Deutschland

Anklage fordert Höchststrafe für Terroranschlag von Halle

Der Angeklagte Stephan Balliet (M) sitzt zu Beginn des 20. Prozesstages zwischen seinen Verteidigern Hans-Dieter Weber (l) und Thomas Rutkowski im Landgericht. Foto: Ronny Hartmann/dpa-Zentralbild/dpa

Der Angeklagte Stephan Balliet (M) sitzt zu Beginn des 20. Prozesstages zwischen seinen Verteidigern Hans-Dieter Weber (l) und Thomas Rutkowski im Landgericht. Foto: Ronny Hartmann/dpa-Zentralbild/dpa

Der Attentäter von Halle soll in Deutschland nach dem Willen der Anklage für den Rest seines Lebens hinter Gitter.

Die Bundesanwaltschaft forderte am Mittwoch eine lebenslange Freiheitsstrafe für den Rechtsextremisten, die Feststellung der besonderen Schwere der Schuld sowie anschliessende Sicherungsverwahrung.

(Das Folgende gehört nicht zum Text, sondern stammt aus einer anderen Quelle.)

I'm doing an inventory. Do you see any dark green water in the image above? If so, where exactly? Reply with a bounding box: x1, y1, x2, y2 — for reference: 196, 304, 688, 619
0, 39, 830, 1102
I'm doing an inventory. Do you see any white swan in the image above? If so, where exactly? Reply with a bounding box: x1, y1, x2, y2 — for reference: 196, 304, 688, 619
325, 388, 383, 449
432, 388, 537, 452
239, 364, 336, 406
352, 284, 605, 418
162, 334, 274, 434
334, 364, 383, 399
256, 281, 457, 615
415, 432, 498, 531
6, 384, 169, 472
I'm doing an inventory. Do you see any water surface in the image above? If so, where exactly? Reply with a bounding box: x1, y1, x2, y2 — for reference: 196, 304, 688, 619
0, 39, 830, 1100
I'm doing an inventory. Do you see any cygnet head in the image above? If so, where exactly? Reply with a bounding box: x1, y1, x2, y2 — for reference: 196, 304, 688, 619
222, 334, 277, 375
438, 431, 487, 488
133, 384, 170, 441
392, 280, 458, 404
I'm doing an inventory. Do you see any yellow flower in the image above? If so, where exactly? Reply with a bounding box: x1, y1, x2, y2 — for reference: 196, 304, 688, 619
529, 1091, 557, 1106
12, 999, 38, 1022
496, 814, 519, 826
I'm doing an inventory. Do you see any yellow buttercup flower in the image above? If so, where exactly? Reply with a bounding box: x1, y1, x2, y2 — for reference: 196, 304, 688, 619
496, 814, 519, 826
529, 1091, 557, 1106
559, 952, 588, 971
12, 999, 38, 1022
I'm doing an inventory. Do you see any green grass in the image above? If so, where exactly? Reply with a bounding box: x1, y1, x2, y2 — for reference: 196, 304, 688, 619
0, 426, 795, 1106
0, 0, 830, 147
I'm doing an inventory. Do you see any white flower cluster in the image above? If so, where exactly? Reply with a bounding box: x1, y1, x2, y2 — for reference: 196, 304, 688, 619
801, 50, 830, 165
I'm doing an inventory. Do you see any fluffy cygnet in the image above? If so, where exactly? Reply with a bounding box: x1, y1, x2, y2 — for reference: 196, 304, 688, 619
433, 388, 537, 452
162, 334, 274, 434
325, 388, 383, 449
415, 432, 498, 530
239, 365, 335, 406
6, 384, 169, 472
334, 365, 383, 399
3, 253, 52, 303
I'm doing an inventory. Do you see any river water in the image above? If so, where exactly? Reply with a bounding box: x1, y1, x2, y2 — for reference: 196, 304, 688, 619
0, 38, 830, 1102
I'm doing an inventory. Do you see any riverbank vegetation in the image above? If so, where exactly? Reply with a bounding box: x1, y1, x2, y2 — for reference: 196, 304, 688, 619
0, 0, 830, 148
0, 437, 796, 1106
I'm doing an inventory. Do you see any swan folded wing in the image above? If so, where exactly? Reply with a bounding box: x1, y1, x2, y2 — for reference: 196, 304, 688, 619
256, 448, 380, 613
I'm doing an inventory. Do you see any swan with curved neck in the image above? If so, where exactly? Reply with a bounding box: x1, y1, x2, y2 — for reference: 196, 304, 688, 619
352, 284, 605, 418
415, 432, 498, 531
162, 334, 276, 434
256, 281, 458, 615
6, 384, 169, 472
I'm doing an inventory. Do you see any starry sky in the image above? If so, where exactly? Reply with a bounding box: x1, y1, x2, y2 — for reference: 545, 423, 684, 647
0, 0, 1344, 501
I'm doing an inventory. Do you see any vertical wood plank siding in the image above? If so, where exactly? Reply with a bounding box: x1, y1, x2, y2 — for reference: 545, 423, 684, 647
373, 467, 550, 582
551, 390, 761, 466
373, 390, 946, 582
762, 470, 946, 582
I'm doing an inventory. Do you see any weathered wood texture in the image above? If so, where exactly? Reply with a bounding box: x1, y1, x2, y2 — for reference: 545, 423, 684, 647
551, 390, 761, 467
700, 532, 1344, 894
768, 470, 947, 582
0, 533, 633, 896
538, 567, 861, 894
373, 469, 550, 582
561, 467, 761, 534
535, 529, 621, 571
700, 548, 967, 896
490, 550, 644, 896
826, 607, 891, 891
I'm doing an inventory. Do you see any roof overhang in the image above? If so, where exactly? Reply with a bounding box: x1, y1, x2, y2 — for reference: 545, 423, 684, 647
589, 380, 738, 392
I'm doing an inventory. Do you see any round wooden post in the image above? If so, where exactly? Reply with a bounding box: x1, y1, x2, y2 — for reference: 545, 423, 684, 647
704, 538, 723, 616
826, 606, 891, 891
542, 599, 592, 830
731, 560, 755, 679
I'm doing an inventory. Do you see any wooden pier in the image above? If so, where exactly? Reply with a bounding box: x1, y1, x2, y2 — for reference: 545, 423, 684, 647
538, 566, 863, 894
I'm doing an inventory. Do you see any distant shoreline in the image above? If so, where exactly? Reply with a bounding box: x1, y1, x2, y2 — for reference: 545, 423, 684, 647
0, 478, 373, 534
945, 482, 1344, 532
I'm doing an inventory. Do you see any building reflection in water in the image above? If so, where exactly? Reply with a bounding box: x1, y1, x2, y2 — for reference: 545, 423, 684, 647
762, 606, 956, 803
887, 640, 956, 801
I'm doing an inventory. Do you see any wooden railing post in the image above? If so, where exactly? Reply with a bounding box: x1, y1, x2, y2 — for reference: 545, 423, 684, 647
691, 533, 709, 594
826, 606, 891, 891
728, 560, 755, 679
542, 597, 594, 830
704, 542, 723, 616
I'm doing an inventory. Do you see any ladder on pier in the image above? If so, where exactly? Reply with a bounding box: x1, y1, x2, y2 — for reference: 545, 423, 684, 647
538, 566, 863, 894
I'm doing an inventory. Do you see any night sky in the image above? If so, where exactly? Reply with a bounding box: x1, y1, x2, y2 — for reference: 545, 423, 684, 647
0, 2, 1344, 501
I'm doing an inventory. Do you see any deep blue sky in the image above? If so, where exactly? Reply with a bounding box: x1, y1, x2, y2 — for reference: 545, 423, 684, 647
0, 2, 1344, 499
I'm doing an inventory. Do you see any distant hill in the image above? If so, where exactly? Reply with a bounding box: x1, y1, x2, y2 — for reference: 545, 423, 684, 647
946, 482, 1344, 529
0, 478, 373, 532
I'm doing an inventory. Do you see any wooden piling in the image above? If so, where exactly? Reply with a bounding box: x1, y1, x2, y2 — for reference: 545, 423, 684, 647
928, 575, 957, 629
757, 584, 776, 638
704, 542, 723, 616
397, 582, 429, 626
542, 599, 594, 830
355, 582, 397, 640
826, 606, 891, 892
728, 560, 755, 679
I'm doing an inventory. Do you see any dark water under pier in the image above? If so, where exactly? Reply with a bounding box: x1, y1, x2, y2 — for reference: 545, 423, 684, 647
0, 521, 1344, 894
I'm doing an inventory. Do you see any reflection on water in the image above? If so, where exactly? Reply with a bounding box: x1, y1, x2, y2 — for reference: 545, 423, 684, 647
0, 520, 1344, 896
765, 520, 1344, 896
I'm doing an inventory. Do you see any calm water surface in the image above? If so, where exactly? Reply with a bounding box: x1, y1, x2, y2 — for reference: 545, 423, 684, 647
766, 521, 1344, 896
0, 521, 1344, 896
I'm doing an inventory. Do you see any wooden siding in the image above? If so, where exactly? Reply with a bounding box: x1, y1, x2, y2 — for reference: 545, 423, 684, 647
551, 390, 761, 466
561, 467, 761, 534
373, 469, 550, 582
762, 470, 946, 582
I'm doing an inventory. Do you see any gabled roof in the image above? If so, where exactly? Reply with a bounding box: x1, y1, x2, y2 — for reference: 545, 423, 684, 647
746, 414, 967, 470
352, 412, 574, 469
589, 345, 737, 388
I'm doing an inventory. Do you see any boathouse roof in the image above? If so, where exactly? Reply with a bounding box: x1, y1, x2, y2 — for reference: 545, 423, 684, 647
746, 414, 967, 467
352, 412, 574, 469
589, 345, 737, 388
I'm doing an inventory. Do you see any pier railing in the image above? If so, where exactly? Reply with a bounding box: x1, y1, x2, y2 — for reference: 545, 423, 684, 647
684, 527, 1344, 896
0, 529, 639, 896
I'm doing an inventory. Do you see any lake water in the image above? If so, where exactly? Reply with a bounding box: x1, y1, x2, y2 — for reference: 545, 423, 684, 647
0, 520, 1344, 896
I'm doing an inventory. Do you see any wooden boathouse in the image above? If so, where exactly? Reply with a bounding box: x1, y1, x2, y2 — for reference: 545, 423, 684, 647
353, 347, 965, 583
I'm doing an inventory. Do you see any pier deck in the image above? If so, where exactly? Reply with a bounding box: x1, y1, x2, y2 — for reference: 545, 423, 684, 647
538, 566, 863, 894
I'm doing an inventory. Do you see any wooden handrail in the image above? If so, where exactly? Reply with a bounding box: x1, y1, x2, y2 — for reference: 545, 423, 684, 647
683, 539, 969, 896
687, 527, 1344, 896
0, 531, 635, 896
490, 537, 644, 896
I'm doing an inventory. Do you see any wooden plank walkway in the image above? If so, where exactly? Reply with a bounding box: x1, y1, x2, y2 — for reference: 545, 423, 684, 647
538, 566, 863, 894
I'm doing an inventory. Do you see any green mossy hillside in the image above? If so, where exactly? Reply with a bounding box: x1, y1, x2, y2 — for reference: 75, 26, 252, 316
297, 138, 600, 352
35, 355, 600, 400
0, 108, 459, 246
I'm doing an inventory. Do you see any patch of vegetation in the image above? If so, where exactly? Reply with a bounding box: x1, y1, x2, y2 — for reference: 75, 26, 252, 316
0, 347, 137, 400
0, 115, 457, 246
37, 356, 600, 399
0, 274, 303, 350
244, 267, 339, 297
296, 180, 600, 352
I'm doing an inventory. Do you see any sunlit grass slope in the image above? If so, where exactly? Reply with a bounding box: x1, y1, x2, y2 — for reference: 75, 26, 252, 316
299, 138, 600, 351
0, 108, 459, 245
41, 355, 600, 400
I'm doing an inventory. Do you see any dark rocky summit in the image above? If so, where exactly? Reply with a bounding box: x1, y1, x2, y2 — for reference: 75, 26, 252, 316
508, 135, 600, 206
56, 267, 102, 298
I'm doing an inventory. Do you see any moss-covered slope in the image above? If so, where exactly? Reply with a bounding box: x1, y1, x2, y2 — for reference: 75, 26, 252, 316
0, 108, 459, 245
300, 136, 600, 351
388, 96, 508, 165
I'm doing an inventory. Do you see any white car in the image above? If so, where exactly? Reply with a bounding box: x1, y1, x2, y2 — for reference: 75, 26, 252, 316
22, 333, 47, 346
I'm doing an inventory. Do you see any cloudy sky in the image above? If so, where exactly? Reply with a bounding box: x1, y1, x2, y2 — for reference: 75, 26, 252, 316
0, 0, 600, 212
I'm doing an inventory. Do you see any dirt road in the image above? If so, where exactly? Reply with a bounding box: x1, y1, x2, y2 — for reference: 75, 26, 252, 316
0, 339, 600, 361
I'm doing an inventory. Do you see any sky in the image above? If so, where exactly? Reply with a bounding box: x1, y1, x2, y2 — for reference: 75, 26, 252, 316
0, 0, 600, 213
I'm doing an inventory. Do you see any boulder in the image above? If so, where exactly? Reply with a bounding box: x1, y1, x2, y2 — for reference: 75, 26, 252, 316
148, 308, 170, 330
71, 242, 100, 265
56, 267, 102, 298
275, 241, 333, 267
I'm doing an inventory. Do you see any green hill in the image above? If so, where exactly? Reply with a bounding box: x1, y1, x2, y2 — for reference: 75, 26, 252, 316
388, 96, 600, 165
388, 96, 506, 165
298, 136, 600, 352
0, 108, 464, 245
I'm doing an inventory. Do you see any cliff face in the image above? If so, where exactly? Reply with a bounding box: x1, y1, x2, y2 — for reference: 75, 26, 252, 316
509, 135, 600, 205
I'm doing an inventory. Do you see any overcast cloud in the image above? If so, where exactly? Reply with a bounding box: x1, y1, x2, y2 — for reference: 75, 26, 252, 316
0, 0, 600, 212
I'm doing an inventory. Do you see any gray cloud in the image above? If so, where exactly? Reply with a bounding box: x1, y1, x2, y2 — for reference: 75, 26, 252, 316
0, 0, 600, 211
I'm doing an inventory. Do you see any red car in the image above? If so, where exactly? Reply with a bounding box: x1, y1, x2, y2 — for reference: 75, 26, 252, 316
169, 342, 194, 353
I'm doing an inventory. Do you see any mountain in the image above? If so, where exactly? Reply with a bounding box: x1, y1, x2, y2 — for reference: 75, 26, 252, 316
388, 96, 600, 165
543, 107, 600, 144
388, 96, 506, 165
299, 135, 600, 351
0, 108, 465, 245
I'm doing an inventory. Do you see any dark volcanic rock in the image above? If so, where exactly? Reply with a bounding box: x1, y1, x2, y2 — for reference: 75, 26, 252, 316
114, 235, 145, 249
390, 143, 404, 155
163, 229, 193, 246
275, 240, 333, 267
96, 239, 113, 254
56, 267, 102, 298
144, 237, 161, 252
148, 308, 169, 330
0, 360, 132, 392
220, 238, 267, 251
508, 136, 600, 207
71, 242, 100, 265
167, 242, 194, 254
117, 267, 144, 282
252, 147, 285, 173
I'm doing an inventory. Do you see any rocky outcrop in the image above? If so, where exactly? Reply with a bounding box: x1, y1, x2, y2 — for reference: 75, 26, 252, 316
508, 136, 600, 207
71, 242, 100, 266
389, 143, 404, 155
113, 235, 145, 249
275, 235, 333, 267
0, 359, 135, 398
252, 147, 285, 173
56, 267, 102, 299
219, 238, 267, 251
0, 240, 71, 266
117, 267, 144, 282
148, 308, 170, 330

Unter anderem wegen Mordes, versuchten Mordes, Volksverhetzung und versuchter räuberischer Erpressung solle er verurteilt werden. Bundesanwalt Kai Lohse bezeichnete die Tat in seinem Schlussvortrag als "Alptraum" und sprach von einem der "widerwärtigsten antisemitischen Akte seit dem Zweiten Weltkrieg".

Der 28-jährige Deutsche Stephan Balliet hatte in dem Prozess gestanden, dass er am 9. Oktober 2019 versucht hatte, die 51 Menschen zu töten, die in der Synagoge von Halle den höchsten jüdischen Feiertag Jom Kippur feierten. Als er an der massiven Tür scheiterte, erschoss der Täter eine Passantin, später einen jungen Mann in einem Döner-Imbiss und verletzte weitere Menschen. Balliet begründete die Taten mit antisemitischen, rassistischen Verschwörungstheorien.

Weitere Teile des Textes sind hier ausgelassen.